Compared to this, parallel processing is a device in terms of software. When learning an image, only the path to the image is written in the teacher data. Therefore, it is necessary to read the images at the time of learning, but if you do this in order from the top ..., the slow learning will be even slower, so the images in the mini-batch (a group of data to be trained at once) are parallel. It is necessary to devise such as reading with. Since multiprocessing is available in Python and ʻasyncio` is available from 3, parallelize where it can be parallelized using these modules.

Surveillance

During learning, you need to see if you are learning properly. Record the error and accuracy for each fixed amount of learning (1 batch / epoch, etc.). It is also important to save the model along the way. If you just output to the console, nothing will be left in the event of a disconnection or a lightning strike, so it is recommended to record the log file, model file, etc. in a form that remains on the disk anyway. ..
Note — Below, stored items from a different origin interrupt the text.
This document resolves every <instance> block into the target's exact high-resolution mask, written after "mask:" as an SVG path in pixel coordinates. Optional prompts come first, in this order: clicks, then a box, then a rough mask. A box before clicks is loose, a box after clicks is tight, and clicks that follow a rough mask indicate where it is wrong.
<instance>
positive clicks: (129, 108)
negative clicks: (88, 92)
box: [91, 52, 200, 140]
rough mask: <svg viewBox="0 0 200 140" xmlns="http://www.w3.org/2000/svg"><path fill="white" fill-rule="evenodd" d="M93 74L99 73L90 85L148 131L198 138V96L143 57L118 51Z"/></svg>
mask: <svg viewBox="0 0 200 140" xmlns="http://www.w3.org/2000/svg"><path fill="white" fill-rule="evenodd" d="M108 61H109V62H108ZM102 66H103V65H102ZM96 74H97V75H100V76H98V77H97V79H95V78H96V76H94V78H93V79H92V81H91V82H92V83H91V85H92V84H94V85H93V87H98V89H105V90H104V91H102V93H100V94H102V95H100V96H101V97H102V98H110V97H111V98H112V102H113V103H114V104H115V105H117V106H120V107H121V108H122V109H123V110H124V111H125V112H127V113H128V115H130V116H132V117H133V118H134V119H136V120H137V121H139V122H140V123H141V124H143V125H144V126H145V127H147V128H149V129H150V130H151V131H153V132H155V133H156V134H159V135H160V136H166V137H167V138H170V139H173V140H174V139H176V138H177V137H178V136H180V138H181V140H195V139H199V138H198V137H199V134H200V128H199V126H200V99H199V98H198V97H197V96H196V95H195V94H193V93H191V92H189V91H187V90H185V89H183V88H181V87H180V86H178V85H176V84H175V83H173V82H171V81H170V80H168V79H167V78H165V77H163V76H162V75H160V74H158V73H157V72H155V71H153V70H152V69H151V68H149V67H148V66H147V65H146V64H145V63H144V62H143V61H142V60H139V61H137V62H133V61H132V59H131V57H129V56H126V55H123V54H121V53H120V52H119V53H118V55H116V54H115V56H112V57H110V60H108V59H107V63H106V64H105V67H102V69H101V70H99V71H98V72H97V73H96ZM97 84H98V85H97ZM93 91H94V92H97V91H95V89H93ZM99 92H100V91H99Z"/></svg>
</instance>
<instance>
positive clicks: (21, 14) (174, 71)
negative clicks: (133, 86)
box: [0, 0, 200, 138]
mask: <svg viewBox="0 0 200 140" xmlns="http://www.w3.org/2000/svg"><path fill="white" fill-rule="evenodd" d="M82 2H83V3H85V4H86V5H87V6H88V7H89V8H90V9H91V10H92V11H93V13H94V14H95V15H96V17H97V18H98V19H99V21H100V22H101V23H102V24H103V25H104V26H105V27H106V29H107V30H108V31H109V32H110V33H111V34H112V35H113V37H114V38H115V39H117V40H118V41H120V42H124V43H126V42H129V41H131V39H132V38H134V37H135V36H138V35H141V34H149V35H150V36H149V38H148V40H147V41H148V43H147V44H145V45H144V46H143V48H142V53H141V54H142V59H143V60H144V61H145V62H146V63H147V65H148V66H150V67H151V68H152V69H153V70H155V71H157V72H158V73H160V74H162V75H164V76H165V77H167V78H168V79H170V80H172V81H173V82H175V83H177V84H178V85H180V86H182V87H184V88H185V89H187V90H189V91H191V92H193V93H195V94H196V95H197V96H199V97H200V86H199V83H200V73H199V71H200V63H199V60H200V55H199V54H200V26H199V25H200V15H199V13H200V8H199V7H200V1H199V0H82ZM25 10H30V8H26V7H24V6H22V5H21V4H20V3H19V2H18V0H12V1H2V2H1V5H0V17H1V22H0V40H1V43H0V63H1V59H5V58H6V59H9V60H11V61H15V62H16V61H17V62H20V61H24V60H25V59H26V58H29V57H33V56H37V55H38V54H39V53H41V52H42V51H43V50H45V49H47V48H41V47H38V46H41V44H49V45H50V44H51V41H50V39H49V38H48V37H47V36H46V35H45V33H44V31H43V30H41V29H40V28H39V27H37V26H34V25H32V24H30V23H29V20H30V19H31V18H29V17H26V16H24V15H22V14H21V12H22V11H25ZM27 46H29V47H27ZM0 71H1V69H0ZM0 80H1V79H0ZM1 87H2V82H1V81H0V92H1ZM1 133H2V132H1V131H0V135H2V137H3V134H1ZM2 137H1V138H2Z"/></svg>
Chainer's example can be used as a reference for implementing a specific learning script.

chainer/examples/imagenet/train_imagenet.py

Since Python has become easier to write async / await from 3, I think that multiprocessing will be a little easier to write if you use Python3. I used Python3 for the tool I made this time (but there is no logging yet ...).

mlimages/mlimages/training.py/generate_batches

This completes the explanation of all the points. Finally, I will put a script that summarizes data collection, teacher data creation, and learning using it as a reference. AlexNet is used for the model as usual.

mlimages/examples/chainer_alex.py

I hope it will be helpful when you actually learn. The accuracy of this script did not improve at all on the CPU even after 2 days, but when calculated on the GPU, it became 50-60% accuracy in a few hours. In the actual model, as in the example, the accuracy does not increase while looking at it, and there is no guarantee of it. I was keenly aware that the contribution of speed is still significant in brushing up based on a legitimate evaluation of the model.